Oil Shale: Groups looking to Obama administration to help in 2009 | PostIndependent.com

Oil Shale: Groups looking to Obama administration to help in 2009

Phillip Yates
Glenwood Springs, CO Colorado

GLENWOOD SPRINGS ” Twenty-one conservation and environmental groups have requested that the incoming Obama administration withdraw recently released commercial oil shale regulations.

The groups asked Carol Browner, who heads President-elect Barack Obama’s Energy and Environment Policy Working Group and who has been picked to coordinate energy policy from the White House, to withdraw the regulations and review current oil shale policy largely because the research and development program for oil shale extraction “remains in its infancy.”

Shell Exploration and Production, Chevron and American Shale Oil collectively hold five 160-acre research and development leases in northwest Colorado. No company has yet submitted any formal proposal to the BLM to begin developing its experimental lease, according to the agency.

“A commercial leasing program cannot be properly developed until the results of (the research and development program) are known and analyzed, and this is expected to take more than one decade,” the groups’ letter said. “As the Department of the Interior readily acknowledges, oil shale development will compromise the region’s scarce water supplies, degrade sensitive wildlife habitats, and further impact local communities already suffering degraded air quality because of unprecedented oil and gas drilling.”

The Western Colorado Congress, the Colorado Environmental Coalition, the Wilderness Society and Aspen-based EcoFlight were some of the groups that signed the letter, which was sent to Browner earlier this month.

President-elect Barack Obama said in interview with the Glenwood Springs Post Independent nine days before the election that more research and more science should be conducted “to discover whether or not the amount of oil that would be generated would justify what would inevitably be some disruption of the landscape here in Colorado.”

The groups’ request to the Obama administration comes as several environmental groups consider launching a possible lawsuit against the federal government for allegedly violating federal law by not allowing the public to protect land use changes that opened 2 million acres in Colorado, Utah and Wyoming to potential oil shale development.
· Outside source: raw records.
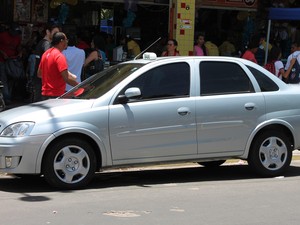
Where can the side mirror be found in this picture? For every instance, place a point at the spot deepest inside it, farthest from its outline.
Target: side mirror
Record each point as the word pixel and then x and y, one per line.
pixel 130 93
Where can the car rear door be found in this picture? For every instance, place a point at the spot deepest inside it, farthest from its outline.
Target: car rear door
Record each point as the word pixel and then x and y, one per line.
pixel 228 109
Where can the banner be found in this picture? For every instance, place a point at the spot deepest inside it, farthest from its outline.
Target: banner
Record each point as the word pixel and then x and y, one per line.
pixel 250 4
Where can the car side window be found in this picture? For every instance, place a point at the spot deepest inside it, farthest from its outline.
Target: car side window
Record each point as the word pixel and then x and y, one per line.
pixel 218 78
pixel 166 81
pixel 264 82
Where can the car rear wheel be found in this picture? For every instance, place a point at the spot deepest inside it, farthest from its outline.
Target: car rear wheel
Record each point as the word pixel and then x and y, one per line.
pixel 69 163
pixel 211 164
pixel 270 154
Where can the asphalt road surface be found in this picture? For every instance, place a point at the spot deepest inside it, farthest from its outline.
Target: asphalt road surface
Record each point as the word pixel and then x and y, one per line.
pixel 181 195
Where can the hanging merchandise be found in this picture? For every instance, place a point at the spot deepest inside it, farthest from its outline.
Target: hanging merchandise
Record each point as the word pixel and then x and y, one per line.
pixel 63 13
pixel 128 21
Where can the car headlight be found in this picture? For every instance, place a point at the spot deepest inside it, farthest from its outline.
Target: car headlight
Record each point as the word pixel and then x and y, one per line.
pixel 18 129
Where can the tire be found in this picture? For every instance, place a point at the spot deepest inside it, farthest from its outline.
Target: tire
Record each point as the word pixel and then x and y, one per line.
pixel 270 154
pixel 69 164
pixel 212 164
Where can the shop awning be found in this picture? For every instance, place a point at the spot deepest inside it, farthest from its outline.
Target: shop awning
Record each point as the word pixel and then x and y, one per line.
pixel 284 14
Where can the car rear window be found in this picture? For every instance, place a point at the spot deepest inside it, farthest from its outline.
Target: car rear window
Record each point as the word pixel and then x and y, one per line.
pixel 223 78
pixel 264 82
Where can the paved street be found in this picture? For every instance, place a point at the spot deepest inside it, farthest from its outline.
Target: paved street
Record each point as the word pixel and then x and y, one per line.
pixel 186 194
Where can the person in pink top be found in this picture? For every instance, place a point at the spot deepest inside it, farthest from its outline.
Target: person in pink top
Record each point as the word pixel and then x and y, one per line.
pixel 199 48
pixel 171 48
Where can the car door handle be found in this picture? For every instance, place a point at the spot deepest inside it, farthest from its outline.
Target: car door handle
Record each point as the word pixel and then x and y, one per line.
pixel 249 106
pixel 183 111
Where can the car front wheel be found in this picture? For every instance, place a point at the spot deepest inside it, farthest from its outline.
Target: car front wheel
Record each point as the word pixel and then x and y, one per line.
pixel 69 164
pixel 270 154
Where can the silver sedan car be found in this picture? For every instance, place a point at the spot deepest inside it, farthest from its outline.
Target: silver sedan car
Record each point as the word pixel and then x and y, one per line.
pixel 156 110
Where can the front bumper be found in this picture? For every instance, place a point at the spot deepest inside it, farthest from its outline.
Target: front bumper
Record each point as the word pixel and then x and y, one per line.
pixel 20 154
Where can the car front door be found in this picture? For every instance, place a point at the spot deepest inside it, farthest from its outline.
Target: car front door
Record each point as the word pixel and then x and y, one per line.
pixel 228 109
pixel 160 124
That decision, along with the release of the regulations, largely clears the way for eventual oil shale leasing. However, that won’t come for several years because of additional environmental analysis that must occur, the BLM has said.

The regulations, required by the Energy Policy Act of 2005, will become effective on Jan. 17, according to the Federal Register.
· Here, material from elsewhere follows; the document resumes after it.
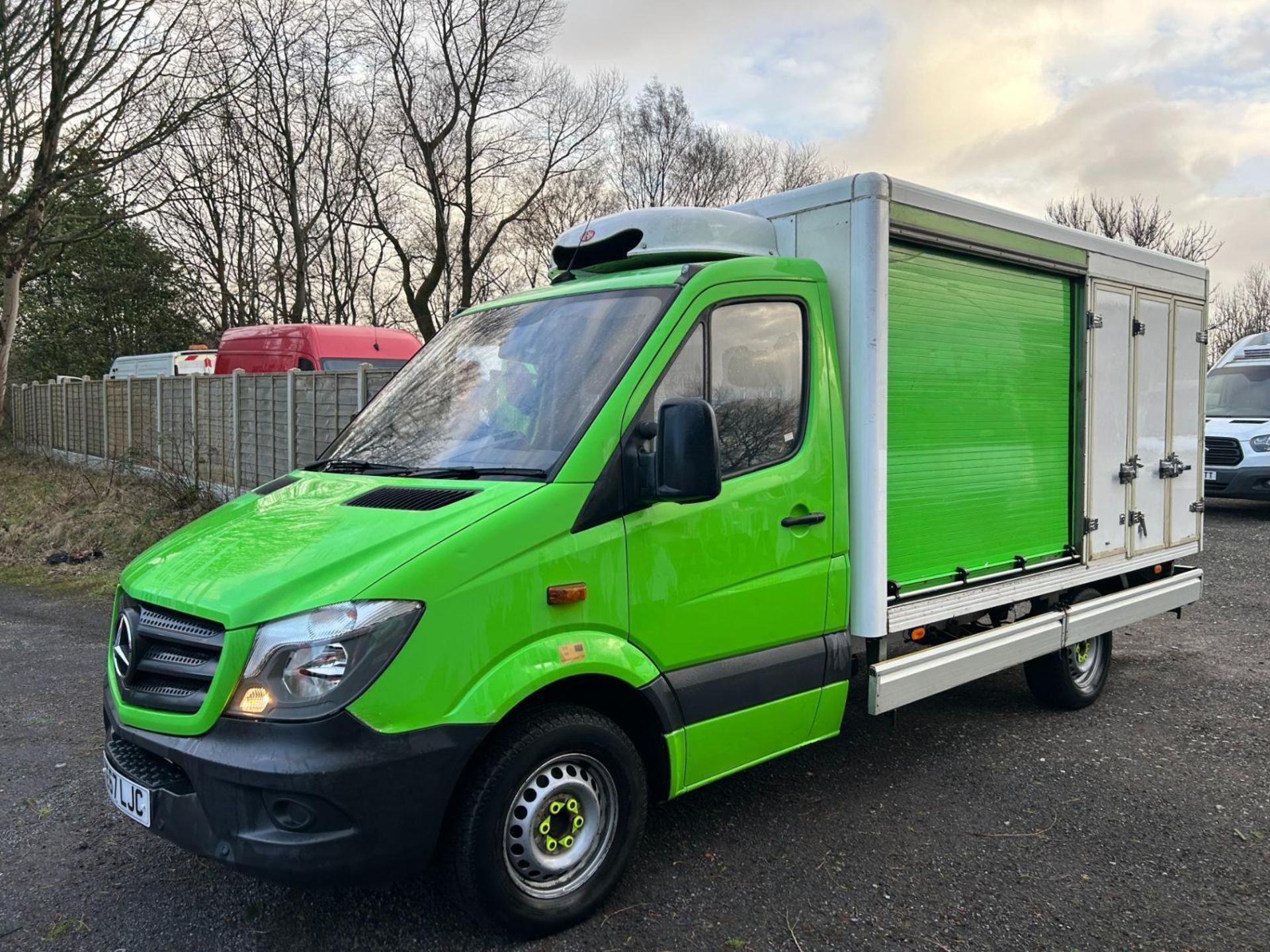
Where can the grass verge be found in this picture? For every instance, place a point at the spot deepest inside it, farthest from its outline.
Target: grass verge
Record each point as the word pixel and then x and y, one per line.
pixel 50 509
In mid-October, the Denver office of the Environmental Protection Agency sent a letter to the BLM, saying that the agency continued to be concerned “about the fate and transport of salts, metals and hydrocarbons in groundwater” from oil shale development.

The EPA said the BLM’s final document that outlined the land use changes that opened up the 2 million acres in Colorado, Wyoming and Utah to potential oil shale development, cited limited evidence where in-ground oil shale recovery techniques have “yielded organic groundwater contaminants.”

“We cannot share BLM’s confidence that findings from (oil shale research and development leases) will provide valuable current information on the expected contaminants since EPA has not yet seen any reports published on the results of experiments conducted under the plans of development at these sites nor have any preliminary data been provided to EPA,” the letter said.

The agency also said that it oil shale development processes may have “significant adverse impacts to air quality, in particular by increasing levels of ozone and nitrogen deposition and by impairing visibility at a local level.”